Saat ini, personalised medicine mewakili tingkatan terbaru dalam kemajuan medis. Walaupun
beberapa kondisi gangguan pernafasan dan gangguan pada kepala dan leher telah berhasil
dieksplorasi, CRSwNP masih menjadi suatu kondisi yang belum jelas sepenuhnya. Dalam hal
ini, fenotipe CRSwNP adalah upaya yang bermanfaat untuk menyesuaikan pengobatan
terbaik dan untuk menghindari pengobatan yang kurang atau berlebihan. Studi ini adalah
studi longitudinal pertama yang bertujuan untuk mengkalibrasi terapi medikamentosa
berdasarkan CCG. Setiap fenotipe mewakili cirikhas dari mekanisme patofisiologis yang
terlibat dalam CRSwNP, yang spesifik untuk setiap pasien. CCG memungkinkan kita untuk
menentukan tingkat keparahan CRSwNP dan menyesuaikan intensitas pengobatannya.
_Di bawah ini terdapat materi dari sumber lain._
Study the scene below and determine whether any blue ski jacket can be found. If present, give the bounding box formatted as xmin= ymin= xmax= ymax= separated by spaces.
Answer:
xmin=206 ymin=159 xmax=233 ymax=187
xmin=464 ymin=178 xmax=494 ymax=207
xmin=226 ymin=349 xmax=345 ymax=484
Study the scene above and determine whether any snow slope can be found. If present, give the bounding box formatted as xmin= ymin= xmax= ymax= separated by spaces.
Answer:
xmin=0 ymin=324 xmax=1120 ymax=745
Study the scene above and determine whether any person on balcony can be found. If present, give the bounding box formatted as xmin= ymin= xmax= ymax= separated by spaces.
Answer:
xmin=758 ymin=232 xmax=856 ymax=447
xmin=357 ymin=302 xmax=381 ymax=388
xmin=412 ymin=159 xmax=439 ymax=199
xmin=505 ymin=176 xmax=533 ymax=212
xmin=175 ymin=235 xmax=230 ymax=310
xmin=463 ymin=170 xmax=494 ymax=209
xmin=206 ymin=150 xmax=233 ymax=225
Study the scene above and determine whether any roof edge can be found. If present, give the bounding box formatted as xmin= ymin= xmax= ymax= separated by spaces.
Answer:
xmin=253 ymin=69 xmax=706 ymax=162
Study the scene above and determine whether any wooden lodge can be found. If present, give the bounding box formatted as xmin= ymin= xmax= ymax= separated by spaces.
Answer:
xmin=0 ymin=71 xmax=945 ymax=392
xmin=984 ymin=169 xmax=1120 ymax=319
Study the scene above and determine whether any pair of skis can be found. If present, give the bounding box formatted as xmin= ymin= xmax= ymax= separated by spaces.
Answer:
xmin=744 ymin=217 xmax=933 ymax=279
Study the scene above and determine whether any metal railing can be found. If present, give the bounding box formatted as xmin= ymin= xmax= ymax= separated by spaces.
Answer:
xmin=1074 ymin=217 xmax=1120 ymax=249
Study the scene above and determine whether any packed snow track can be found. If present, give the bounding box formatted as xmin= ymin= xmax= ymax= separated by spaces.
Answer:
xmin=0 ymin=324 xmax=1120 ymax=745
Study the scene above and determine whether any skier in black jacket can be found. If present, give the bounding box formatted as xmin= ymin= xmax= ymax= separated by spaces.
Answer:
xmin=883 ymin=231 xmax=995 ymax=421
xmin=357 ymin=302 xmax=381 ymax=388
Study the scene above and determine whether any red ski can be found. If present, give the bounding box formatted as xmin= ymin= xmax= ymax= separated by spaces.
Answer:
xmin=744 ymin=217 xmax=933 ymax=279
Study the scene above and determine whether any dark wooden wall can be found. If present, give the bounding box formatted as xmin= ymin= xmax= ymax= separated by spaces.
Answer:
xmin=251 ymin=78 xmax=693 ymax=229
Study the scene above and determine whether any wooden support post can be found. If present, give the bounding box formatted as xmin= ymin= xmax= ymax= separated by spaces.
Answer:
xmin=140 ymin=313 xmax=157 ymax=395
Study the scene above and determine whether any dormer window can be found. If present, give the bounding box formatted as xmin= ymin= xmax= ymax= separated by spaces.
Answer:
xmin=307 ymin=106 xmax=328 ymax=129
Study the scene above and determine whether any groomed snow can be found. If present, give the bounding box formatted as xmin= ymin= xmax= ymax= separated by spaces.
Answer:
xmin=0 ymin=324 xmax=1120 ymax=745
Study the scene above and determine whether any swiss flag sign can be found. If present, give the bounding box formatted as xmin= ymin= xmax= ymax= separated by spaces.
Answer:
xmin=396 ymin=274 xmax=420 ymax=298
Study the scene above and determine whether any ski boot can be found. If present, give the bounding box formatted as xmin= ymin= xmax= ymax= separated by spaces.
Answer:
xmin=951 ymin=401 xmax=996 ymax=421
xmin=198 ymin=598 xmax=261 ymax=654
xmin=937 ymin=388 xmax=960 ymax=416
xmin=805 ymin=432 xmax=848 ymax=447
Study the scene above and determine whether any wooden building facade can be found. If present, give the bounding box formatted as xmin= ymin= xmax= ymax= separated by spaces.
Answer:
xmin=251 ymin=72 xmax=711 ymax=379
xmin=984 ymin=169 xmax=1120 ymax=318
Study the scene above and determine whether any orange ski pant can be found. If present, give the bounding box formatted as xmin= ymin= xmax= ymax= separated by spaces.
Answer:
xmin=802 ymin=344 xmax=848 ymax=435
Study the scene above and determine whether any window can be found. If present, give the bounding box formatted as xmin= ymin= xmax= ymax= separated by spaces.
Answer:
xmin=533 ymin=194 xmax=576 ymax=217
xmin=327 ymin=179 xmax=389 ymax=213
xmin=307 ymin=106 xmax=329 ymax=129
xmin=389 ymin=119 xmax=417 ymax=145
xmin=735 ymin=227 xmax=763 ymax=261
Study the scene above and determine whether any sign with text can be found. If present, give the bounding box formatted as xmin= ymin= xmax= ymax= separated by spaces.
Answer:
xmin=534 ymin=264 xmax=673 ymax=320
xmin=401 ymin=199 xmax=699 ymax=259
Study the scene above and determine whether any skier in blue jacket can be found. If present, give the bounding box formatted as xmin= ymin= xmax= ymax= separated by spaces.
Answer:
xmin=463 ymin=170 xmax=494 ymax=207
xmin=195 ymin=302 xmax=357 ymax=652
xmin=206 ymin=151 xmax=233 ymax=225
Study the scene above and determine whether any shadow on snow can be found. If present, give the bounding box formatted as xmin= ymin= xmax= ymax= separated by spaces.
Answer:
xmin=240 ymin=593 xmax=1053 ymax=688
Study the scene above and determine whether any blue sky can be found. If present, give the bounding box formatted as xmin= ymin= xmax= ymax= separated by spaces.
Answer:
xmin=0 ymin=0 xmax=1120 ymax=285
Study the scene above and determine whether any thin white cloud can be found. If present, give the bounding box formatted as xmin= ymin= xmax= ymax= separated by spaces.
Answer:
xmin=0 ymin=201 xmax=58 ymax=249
Pendekatan ini membatasi penggunaan kortikosteroid sistemik hanya pada CRSwNP sedang-
berat. Selain itu, jadwal yang diusulkan terdiri dari CS dosis rendah dibandingkan dengan
yang dilaporkan sebelumnya. Protokol kami tampaknya meningkatkan kepatuhan pasien,
mengurangi ketidaknyamanan akibat komorbiditas, serta meningkatkan tingkat pengendalian
penyakit dan mengurangi kebutuhan pembedahan secara jangka panjang.